Y, mientras el animal se agitaba alegremente, pidiendo una caricia, Suzanne, furiosa como estaba por el desengaño que acababa de llevarse, e impulsada por la pasión que experimentaba de entregarse a un macho, le aferró a manos llenas el aparato entero: con una mano le apretaba las pelotas, y con la otra lo masturbaba…
Pobre perro, que ya había sido vaciado por Émilienne. ¡Qué gruñidos de socorro emitía! Pero la ayuda no llegaba, y la mujer se ensañaba, nerviosa, enloquecida; hasta el punto de llevarse el pene a la boca y, ávidamente,chuparlo…

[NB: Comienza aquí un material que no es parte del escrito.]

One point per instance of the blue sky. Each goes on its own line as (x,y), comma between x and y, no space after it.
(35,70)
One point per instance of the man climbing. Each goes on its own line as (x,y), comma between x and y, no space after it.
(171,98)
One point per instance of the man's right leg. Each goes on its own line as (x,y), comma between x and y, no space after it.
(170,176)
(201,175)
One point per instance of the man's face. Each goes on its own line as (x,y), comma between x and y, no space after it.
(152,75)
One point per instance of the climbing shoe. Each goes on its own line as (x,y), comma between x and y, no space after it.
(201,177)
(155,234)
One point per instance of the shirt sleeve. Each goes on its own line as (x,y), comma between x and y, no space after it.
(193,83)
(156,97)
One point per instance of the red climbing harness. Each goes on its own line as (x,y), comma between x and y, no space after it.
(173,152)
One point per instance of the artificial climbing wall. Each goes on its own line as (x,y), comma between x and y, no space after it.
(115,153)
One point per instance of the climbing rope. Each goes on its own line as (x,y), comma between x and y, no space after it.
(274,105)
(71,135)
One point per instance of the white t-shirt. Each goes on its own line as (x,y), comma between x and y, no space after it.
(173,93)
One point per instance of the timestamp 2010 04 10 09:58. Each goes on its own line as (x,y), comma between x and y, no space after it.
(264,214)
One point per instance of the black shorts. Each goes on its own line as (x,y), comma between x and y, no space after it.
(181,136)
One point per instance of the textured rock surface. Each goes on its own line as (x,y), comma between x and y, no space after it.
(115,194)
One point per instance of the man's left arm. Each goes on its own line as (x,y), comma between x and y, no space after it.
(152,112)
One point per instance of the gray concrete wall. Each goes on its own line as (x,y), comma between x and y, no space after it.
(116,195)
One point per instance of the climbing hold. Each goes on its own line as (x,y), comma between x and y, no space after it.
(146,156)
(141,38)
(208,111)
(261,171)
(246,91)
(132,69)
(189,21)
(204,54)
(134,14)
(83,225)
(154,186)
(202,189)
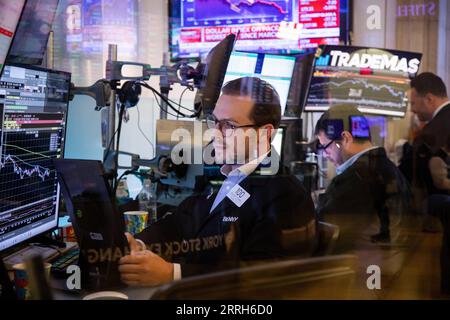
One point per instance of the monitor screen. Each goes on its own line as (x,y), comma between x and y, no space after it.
(275,69)
(277,141)
(360,127)
(278,26)
(10,12)
(30,44)
(33,109)
(377,126)
(374,80)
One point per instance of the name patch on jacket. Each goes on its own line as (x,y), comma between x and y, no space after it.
(238,195)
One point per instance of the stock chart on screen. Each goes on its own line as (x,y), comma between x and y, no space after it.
(374,80)
(33,108)
(278,26)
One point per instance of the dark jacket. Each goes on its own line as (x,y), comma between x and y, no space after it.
(433,137)
(372,185)
(204,242)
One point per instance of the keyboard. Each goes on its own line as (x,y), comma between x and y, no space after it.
(21,256)
(62,262)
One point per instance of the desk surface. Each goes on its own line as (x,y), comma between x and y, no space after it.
(133,293)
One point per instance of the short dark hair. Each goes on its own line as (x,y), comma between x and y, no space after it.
(428,82)
(266,108)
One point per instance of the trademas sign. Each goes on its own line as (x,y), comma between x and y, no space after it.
(375,80)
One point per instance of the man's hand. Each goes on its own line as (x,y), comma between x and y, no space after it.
(134,245)
(144,268)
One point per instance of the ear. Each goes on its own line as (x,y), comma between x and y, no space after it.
(270,129)
(347,137)
(429,98)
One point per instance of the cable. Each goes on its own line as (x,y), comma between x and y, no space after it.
(142,131)
(167,101)
(159,105)
(108,150)
(119,132)
(181,99)
(120,179)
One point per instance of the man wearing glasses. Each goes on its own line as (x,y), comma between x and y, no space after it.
(367,182)
(248,218)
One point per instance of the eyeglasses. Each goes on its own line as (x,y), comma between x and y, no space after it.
(225,126)
(322,147)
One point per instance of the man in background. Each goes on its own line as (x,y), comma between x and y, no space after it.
(367,182)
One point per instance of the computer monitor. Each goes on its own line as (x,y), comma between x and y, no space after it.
(213,74)
(374,80)
(276,26)
(275,69)
(278,141)
(10,12)
(33,31)
(33,109)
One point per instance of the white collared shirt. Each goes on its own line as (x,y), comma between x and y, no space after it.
(235,177)
(440,109)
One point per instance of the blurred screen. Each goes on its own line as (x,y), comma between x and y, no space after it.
(34,29)
(10,12)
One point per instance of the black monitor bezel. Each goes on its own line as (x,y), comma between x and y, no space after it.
(69,75)
(13,38)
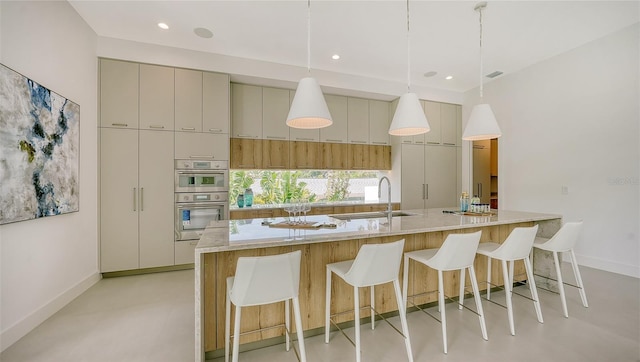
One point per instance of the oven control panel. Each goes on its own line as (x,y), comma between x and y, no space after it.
(202,197)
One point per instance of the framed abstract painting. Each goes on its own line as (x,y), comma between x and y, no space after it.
(39,150)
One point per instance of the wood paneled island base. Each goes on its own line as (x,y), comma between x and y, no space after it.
(219,250)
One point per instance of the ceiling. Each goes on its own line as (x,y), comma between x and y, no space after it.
(370,36)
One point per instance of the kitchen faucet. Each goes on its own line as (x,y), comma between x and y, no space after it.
(389,193)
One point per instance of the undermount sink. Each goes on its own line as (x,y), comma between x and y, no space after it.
(370,215)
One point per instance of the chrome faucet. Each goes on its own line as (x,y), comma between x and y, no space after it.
(389,193)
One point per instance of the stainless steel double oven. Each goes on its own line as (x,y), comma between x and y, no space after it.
(201,197)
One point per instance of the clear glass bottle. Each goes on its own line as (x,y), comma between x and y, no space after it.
(464,202)
(248,197)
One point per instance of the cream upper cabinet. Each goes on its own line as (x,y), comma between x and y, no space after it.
(188,93)
(458,125)
(119,199)
(156,199)
(275,109)
(379,122)
(118,94)
(448,124)
(189,145)
(416,140)
(337,132)
(246,113)
(156,97)
(297,134)
(358,120)
(432,111)
(215,102)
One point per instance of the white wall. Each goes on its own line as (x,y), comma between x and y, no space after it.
(573,120)
(47,262)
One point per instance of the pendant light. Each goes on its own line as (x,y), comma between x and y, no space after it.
(482,124)
(409,119)
(309,109)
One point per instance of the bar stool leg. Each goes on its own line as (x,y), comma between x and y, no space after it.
(461,295)
(507,293)
(560,284)
(403,319)
(576,272)
(236,332)
(443,314)
(327,307)
(476,296)
(488,277)
(299,331)
(287,324)
(373,306)
(356,303)
(405,282)
(532,287)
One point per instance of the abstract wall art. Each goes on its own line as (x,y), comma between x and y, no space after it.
(39,150)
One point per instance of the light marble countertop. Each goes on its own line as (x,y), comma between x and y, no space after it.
(251,233)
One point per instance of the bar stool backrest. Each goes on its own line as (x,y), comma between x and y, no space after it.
(266,279)
(565,238)
(376,264)
(457,252)
(518,244)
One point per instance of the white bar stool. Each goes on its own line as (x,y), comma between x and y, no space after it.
(456,253)
(375,264)
(564,241)
(517,246)
(264,280)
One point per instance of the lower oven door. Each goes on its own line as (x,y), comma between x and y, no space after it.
(192,218)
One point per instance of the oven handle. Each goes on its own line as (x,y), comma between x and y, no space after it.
(199,205)
(194,172)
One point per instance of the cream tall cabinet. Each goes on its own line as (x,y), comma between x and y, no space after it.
(136,199)
(429,176)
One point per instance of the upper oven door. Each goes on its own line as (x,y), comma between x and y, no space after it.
(202,181)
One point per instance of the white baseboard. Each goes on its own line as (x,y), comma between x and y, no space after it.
(608,265)
(12,334)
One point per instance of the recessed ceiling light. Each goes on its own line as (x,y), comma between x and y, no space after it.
(203,33)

Poco a poco, la cosa fue tomando consistencia, hasta que por fin se puso firme. Entonces, mi tía se deslizó en cuatro patas por abajo de la bestia…¿Qué se proponía hacer? ¡Lo que ella quería!… Que el perro terminara lo que Héctor había empezado… Quería ser penetrada por atrás, y hacía todo lo posible por conseguirlo.
Certeramente, el moloso tanteaba el agujero tímidamente. Pero ¿cómo entrar en él? ¡Era tan estrecho ese conducto! Mi tía, exasperada, fuera de sí, le aferró la verga con una mano y se lo metió en el culo. ¡Sí, toda la punta adentro del ano! Y, después…, un empujón, y listo.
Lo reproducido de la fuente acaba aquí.